You really want to do it right? It would probably take almost as much money and personnel as the war itself. Billions to go in, billions to come out. Finish what you started. Put it all into a single budget and show it to the American people. Put it all in plain English so there is no misunderstanding. Explain how much money is required to keep a single person on medication for several decades, what prosthetic limbs cost to make, how often they need to be replaced over time, etc. Let's see what a war really costs.

When that bit of bad news is done, then show them the human toll. The misery of not only the person who went to war but the family who surrounds them and what they have to go through. Put all this in plain view and then ask the American people if they want to go into another conflict.

Recruiting offices might be a bit more transparent to those men and women who seek to join the military. Large, full-color, high-definition pictures of what war really looks like should be on the walls and windows. Unless, that is, they have something to hide.

These armchair generals on television, talking tough about Putin in Ukraine and how President Obama's weakness is what led to the Russian takeover of Crimea, are a scream. What world are these people living in?

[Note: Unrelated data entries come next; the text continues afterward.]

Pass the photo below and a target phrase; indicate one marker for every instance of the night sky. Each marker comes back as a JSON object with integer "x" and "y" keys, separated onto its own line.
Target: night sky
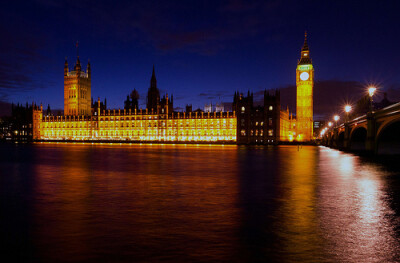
{"x": 203, "y": 51}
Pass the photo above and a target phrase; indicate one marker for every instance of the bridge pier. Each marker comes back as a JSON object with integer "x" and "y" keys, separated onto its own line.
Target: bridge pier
{"x": 370, "y": 141}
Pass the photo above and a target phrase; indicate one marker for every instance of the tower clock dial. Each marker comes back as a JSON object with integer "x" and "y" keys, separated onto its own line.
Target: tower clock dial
{"x": 304, "y": 76}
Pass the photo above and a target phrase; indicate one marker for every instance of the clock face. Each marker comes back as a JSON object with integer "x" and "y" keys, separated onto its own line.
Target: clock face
{"x": 304, "y": 76}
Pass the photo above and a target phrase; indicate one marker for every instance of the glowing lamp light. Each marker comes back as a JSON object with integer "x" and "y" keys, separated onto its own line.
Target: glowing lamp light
{"x": 371, "y": 91}
{"x": 336, "y": 117}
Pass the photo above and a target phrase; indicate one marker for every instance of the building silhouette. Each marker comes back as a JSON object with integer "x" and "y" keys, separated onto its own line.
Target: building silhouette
{"x": 246, "y": 124}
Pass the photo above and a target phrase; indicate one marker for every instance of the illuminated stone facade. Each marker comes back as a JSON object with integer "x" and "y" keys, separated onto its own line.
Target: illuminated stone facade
{"x": 120, "y": 125}
{"x": 247, "y": 124}
{"x": 304, "y": 96}
{"x": 258, "y": 124}
{"x": 77, "y": 90}
{"x": 156, "y": 124}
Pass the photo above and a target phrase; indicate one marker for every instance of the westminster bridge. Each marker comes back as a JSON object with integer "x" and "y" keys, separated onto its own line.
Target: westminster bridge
{"x": 376, "y": 132}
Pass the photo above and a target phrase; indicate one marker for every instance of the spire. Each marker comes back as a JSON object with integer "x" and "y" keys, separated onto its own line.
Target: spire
{"x": 153, "y": 81}
{"x": 65, "y": 67}
{"x": 305, "y": 45}
{"x": 305, "y": 52}
{"x": 78, "y": 62}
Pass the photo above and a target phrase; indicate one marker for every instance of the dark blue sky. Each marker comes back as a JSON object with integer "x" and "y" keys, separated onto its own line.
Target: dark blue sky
{"x": 202, "y": 50}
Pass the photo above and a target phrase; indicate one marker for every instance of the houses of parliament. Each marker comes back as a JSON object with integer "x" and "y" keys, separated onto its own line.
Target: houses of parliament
{"x": 245, "y": 124}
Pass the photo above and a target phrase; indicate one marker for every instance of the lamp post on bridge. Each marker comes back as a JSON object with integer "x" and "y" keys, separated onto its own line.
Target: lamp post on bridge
{"x": 371, "y": 91}
{"x": 336, "y": 118}
{"x": 370, "y": 140}
{"x": 347, "y": 110}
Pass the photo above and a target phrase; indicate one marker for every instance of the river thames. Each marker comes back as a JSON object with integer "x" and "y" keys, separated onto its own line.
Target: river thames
{"x": 196, "y": 203}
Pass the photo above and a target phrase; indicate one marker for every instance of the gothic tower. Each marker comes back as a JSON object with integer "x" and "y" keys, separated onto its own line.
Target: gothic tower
{"x": 304, "y": 96}
{"x": 153, "y": 95}
{"x": 77, "y": 90}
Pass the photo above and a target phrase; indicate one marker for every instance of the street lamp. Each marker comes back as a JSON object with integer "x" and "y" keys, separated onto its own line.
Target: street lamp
{"x": 371, "y": 91}
{"x": 347, "y": 109}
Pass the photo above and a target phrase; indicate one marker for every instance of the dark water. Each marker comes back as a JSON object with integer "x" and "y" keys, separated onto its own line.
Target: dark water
{"x": 188, "y": 203}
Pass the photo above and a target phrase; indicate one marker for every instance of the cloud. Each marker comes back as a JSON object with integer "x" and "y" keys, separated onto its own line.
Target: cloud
{"x": 164, "y": 24}
{"x": 20, "y": 59}
{"x": 5, "y": 108}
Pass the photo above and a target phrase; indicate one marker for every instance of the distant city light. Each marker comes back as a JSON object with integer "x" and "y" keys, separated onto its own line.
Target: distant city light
{"x": 336, "y": 117}
{"x": 371, "y": 91}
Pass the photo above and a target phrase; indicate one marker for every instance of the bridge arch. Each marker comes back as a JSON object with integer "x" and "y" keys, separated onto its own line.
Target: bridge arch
{"x": 388, "y": 137}
{"x": 358, "y": 138}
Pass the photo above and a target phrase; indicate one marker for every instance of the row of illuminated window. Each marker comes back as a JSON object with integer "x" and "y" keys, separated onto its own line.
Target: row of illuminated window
{"x": 207, "y": 123}
{"x": 257, "y": 132}
{"x": 242, "y": 122}
{"x": 52, "y": 134}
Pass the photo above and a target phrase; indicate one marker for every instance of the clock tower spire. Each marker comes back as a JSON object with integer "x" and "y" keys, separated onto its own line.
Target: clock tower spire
{"x": 304, "y": 96}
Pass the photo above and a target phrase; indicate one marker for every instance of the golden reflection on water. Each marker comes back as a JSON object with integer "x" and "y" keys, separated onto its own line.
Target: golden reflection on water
{"x": 355, "y": 214}
{"x": 146, "y": 199}
{"x": 117, "y": 202}
{"x": 298, "y": 218}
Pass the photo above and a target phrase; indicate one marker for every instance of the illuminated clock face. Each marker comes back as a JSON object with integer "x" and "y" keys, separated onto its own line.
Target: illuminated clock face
{"x": 304, "y": 76}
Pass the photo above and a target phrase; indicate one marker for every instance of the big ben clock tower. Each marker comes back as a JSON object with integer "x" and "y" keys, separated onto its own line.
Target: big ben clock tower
{"x": 304, "y": 96}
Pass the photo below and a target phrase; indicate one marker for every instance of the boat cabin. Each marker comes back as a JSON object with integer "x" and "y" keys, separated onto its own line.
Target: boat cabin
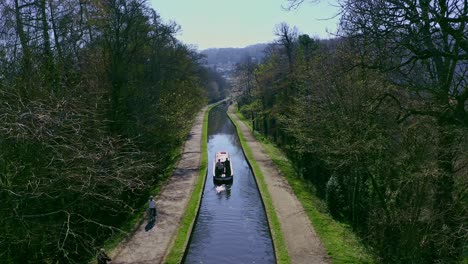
{"x": 222, "y": 166}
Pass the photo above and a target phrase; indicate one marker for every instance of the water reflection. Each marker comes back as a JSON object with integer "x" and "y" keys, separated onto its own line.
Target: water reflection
{"x": 231, "y": 226}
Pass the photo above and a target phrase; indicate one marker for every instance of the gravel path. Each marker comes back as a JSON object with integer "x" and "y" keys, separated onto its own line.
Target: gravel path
{"x": 152, "y": 246}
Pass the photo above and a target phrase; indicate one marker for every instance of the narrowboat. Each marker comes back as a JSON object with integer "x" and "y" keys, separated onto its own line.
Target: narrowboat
{"x": 222, "y": 167}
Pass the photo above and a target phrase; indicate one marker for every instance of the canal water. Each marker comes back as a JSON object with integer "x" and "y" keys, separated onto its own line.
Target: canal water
{"x": 231, "y": 226}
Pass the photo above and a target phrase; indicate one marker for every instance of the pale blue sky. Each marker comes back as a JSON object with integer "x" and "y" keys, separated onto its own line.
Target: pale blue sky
{"x": 239, "y": 23}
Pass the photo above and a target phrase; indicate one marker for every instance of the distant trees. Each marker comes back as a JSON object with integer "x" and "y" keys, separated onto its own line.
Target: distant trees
{"x": 371, "y": 120}
{"x": 95, "y": 99}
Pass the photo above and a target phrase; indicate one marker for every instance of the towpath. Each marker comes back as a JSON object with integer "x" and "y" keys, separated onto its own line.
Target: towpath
{"x": 301, "y": 240}
{"x": 152, "y": 246}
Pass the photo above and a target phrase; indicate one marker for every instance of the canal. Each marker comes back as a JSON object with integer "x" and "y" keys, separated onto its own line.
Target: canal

You want a war? You go first. Romney, send all your handsome sons into the shit. You go as well. You can talk to the soldiers about Mormonism, as you did in France during the Vietnam war.

Again, are any of these people ready to pay the cost?

The recent incident at Fort Hood should be the start of a coast-to-coast conversation. Every single military suicide should be mentioned on daily news outlets as it happens, not gathered at the end of the year as some gruesome statistic buried at the back of a national newspaper that lacks the guts to put it on the front page.

The stigma of talking about problems post-deployment and seeking help must be removed. It should be one of the president's top priorities. It is a huge and necessary undertaking.

A country as exceptional as America should expect nothing less of itself.